There are a million reasons for the Irish people to be disgusted with their leaders, but this past week takes the cake. All week the government denied that the IMF was at the door - even denying what was happening after the IMF man arrived in the country!

Yesterday was even better. Taoiseach (Prime Minister) Brian Cowen and Minister for Finance Brian Lenihan gave a joint press conference at which they admitted that we needed "help" from the IMF and the EU. It was an amazing, mind-boggling performance as they took obfuscation and denial to a new level.

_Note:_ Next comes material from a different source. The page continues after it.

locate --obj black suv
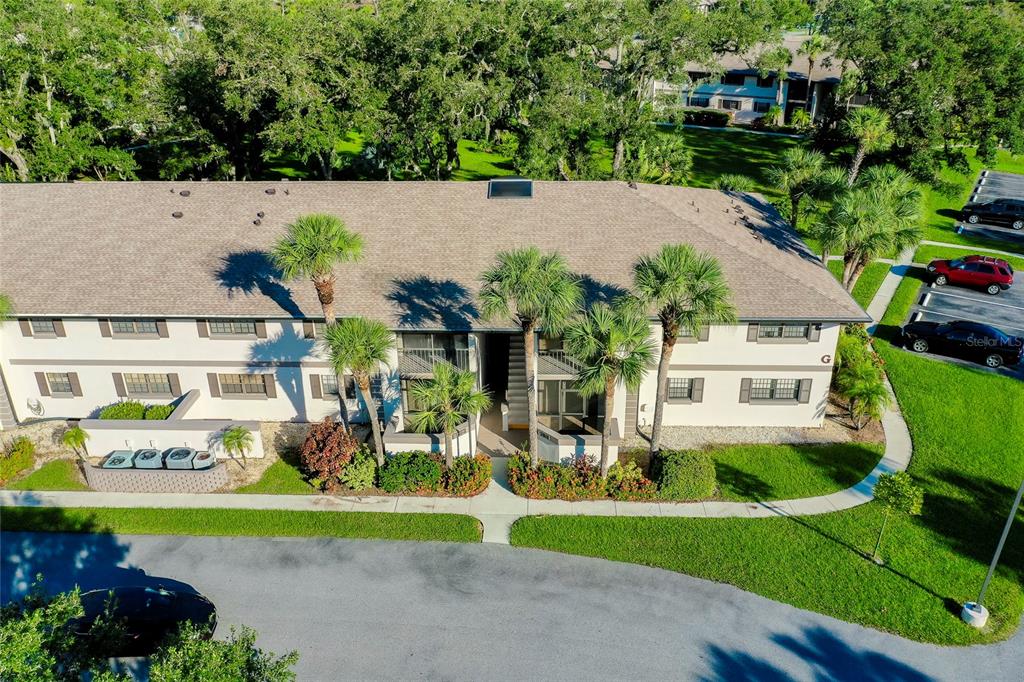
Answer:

Neither man ever used the word "bailout", but both talked about capital, contingencies, etc. At one point Lenihan referred to the "problems that have beset us."

Beset. My wife was all over that. She turned to me - more in wonder than in anger - and said, "Did you hear that? Beset? He's talking like potato blight is once again wreaking havoc across the land. It's like he believes neither of them had a role in bringing us to this point."

She is totally right. Both the Cowen and Lenihan, especially Lenihan, have frequently spoken of our problems as if a disease arrived on a ship and infected our banks. And, while the credit crunch did sweep the globe after the fall of Lehman, the dead black centers in our banks were made jointly by our greedy wreckless bankers, feckless regulators and (criminally) careless government.

Never during the past two plus years, since the banking crisis blew up, have we had a full, frank admission that mistakes were made. More importantly, never did the government either (a) level with us as to the depth of the banks' problems or (b) learn the full truth themselves. Now the people are furious because they never had the truth nor leadership during the past few years capped off this week with the loss off all pretense of Irish independence. And it wasn't lost in a natural disaster.